Mais, comme par hasard, la prochaine réunion de négociation avec le Medef a été reportée à février 2009. Conséquence: si elle n'est pas définitivement enterrée, la réforme qui devait entrer en vigueur au début de janvier prochain ne pourra pas être mise en oeuvre avant janvier 2010, et la patronat aura gagné au moins un an.
Ce ne serait pas la première fois qu'une tentative de contrôle des prix de transfert finit en queue de poisson. Depuis des années, la Commission européenne planche sur un projet de directive qui permettrait d'unifier sur ce chapitre les législations fiscales des Etats de l'Union et donc de limiter les transferts de marchandises à prix bidon. Mais tout est bloqué car des pays comme l'Irlande ou la Hollande ne veulent pas entendre parler d'un projet qui leur ferait perdre une part importante de leurs recettes.

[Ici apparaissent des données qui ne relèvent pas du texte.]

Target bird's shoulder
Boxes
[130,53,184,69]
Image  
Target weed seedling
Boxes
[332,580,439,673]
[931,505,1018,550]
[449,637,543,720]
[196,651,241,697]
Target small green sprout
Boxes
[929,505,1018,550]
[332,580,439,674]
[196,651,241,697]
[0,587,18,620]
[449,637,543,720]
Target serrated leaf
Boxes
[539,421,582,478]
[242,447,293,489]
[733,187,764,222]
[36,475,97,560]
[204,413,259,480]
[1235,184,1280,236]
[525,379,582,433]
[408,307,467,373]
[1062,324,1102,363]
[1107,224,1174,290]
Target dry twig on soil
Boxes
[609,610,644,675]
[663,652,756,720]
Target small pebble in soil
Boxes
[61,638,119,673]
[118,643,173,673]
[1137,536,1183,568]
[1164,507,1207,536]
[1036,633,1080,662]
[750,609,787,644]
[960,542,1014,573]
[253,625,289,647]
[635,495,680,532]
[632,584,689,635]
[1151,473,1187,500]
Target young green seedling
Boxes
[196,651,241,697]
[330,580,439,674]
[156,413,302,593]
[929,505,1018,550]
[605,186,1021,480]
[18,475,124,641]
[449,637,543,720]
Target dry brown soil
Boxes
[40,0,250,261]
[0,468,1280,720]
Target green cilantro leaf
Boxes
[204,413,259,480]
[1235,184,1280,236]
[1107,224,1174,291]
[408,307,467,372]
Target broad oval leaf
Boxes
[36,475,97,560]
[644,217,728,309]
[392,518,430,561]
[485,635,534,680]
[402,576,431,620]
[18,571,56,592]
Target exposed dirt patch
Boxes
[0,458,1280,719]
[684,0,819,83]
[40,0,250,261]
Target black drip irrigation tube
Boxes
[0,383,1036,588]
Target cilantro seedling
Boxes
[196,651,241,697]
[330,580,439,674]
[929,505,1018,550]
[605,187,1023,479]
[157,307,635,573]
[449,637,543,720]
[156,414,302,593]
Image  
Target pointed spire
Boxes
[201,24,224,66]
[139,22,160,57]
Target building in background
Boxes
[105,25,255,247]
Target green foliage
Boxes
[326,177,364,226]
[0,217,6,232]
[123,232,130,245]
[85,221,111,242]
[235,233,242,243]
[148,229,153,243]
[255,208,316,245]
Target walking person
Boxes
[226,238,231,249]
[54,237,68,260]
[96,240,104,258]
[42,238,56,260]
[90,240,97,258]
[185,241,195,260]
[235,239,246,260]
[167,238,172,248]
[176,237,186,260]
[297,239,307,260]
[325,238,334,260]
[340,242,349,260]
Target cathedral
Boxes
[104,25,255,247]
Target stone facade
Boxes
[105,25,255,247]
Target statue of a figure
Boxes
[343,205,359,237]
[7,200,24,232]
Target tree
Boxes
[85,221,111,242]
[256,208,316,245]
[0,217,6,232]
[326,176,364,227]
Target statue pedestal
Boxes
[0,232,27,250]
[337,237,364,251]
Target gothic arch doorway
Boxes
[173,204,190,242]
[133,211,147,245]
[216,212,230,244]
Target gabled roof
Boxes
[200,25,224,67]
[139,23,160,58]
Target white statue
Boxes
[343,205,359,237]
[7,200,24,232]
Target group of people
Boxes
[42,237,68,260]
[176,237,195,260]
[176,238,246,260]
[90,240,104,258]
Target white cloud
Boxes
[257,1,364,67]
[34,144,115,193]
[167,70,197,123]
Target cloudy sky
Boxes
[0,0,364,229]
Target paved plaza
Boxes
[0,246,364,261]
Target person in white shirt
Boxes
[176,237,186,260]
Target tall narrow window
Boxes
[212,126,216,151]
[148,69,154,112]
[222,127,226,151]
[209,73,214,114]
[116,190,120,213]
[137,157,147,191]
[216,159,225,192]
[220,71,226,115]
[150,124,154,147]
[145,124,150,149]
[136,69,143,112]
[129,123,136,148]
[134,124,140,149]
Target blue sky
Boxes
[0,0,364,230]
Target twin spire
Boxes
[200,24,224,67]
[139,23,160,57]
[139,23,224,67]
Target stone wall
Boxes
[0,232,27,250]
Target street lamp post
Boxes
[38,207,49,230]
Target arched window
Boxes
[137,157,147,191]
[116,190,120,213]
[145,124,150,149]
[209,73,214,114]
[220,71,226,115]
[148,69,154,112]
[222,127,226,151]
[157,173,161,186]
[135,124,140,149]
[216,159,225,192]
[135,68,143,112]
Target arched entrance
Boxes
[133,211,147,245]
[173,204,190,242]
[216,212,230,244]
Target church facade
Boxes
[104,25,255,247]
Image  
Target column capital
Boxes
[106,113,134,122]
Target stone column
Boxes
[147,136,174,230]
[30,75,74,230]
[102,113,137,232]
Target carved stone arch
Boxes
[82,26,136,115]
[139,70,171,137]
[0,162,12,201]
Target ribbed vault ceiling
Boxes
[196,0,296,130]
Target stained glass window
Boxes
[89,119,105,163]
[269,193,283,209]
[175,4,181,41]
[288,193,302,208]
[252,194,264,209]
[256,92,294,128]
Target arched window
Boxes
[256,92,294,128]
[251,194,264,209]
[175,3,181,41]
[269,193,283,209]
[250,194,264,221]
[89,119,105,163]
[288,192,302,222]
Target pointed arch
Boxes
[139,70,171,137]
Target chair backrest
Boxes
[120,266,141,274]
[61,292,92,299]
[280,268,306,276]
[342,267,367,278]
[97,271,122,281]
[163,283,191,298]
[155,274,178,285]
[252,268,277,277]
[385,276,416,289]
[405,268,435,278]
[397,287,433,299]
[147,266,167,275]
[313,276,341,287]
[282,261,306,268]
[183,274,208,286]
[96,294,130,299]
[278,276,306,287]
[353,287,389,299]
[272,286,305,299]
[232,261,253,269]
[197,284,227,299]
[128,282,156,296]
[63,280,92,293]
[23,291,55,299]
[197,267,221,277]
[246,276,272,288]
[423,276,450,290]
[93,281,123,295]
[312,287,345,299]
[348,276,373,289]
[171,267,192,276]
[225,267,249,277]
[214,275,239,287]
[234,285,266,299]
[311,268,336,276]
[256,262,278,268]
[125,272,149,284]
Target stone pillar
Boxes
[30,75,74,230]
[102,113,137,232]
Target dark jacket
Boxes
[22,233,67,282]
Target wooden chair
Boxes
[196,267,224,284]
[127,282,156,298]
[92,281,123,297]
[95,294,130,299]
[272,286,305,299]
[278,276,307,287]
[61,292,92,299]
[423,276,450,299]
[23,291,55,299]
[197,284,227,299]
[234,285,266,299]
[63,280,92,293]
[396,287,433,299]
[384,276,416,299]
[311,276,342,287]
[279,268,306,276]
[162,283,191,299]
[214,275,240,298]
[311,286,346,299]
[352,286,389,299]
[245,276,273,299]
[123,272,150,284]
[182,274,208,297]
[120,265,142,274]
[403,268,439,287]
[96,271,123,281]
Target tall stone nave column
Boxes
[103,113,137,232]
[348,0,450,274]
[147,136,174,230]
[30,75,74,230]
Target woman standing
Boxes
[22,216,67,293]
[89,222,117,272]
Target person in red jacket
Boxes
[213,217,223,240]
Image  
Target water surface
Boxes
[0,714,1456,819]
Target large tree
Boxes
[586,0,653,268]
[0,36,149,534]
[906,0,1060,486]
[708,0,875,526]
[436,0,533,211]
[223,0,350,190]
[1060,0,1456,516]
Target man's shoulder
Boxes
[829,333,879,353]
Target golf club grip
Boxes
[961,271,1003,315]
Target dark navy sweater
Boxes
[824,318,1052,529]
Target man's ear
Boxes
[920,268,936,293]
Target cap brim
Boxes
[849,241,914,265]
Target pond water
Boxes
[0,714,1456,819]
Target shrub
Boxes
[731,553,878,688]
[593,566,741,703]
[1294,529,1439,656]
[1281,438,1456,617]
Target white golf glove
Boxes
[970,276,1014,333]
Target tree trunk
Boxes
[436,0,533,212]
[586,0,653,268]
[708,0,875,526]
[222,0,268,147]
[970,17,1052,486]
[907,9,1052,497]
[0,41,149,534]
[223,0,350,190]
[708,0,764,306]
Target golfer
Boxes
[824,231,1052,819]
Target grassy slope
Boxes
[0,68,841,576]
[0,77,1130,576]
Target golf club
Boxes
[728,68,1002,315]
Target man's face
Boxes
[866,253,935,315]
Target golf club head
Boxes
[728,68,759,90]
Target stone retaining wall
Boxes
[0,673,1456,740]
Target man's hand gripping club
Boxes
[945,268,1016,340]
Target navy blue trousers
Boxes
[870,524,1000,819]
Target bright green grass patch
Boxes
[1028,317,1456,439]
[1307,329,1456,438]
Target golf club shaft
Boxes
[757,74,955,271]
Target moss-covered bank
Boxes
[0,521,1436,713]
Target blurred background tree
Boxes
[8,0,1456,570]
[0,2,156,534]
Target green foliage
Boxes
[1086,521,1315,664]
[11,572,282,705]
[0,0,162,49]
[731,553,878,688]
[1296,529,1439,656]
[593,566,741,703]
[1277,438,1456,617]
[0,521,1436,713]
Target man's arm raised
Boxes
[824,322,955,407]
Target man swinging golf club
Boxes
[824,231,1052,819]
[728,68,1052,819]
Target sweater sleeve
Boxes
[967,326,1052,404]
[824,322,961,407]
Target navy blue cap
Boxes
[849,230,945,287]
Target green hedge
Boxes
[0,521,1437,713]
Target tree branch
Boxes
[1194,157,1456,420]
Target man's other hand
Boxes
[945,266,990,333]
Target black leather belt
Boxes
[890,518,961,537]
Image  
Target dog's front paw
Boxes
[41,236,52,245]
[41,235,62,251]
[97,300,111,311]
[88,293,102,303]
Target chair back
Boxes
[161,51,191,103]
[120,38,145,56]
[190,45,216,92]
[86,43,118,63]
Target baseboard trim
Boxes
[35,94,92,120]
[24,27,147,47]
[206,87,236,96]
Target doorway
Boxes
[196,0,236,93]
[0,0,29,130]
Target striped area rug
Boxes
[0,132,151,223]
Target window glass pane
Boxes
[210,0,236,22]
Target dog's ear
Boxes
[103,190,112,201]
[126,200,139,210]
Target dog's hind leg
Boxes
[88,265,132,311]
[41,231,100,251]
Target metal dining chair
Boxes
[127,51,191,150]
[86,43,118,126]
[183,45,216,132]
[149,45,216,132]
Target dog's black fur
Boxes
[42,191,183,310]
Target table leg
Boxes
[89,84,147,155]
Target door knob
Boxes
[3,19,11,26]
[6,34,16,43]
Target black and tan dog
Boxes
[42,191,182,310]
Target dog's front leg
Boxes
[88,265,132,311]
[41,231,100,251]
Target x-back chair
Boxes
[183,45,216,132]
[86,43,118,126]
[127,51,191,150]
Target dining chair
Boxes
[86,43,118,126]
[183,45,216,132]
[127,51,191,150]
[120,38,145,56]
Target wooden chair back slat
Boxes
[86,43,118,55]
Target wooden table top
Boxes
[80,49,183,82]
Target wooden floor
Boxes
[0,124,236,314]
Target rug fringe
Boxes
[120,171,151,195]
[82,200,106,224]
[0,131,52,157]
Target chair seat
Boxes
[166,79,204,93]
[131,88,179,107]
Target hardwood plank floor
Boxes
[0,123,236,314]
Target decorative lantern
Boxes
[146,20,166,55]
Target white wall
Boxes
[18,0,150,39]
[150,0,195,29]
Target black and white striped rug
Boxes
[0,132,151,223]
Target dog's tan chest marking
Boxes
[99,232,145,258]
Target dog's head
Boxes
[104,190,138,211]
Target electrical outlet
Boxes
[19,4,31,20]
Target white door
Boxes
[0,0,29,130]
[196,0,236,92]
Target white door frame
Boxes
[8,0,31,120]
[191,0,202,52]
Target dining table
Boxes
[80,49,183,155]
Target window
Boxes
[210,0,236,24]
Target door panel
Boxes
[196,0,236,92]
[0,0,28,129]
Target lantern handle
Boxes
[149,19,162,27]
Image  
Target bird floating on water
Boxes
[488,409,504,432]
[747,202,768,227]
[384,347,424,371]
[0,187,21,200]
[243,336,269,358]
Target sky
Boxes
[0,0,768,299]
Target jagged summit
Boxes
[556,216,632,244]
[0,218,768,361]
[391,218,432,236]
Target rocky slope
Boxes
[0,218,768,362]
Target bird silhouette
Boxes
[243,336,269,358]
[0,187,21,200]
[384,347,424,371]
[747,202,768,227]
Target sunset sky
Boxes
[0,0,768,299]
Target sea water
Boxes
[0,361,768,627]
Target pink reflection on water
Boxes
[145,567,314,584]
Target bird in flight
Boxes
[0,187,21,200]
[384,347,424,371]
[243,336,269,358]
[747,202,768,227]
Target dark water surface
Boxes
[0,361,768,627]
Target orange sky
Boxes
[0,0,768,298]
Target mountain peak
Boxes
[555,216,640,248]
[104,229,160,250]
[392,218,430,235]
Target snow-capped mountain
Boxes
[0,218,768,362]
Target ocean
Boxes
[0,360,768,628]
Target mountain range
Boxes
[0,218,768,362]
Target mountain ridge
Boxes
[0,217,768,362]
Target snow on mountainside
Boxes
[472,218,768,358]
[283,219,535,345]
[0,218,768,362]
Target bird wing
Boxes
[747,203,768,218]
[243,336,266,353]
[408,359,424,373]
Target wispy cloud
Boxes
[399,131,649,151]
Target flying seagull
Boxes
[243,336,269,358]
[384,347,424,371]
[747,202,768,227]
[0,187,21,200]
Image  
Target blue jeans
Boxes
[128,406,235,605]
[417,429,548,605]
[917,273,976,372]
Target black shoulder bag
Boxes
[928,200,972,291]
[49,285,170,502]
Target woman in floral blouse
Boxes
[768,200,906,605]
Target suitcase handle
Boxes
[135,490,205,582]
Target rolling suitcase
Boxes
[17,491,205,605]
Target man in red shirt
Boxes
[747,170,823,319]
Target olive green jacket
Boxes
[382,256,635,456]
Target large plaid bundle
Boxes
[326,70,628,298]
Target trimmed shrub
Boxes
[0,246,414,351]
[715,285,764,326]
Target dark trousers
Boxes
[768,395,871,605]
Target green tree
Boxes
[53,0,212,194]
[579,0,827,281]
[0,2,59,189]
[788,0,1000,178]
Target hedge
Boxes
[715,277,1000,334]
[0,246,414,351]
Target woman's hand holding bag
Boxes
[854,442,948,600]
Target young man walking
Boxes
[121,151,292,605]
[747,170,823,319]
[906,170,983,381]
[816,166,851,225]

Heureusement, les as de l'évasion fiscale gardent le sens de la fête. La preuve: le 2 octobre, en pleine tourmente financière, une partie d'entre eux étaient réunis à New-York pour une petite sauterie en l'honneur des lauréats des prix de l'International Tax Review. Une récompense qui a distingué, cette année, " les équipes les plus novatrices" dans ce genre d'astuces fiscales.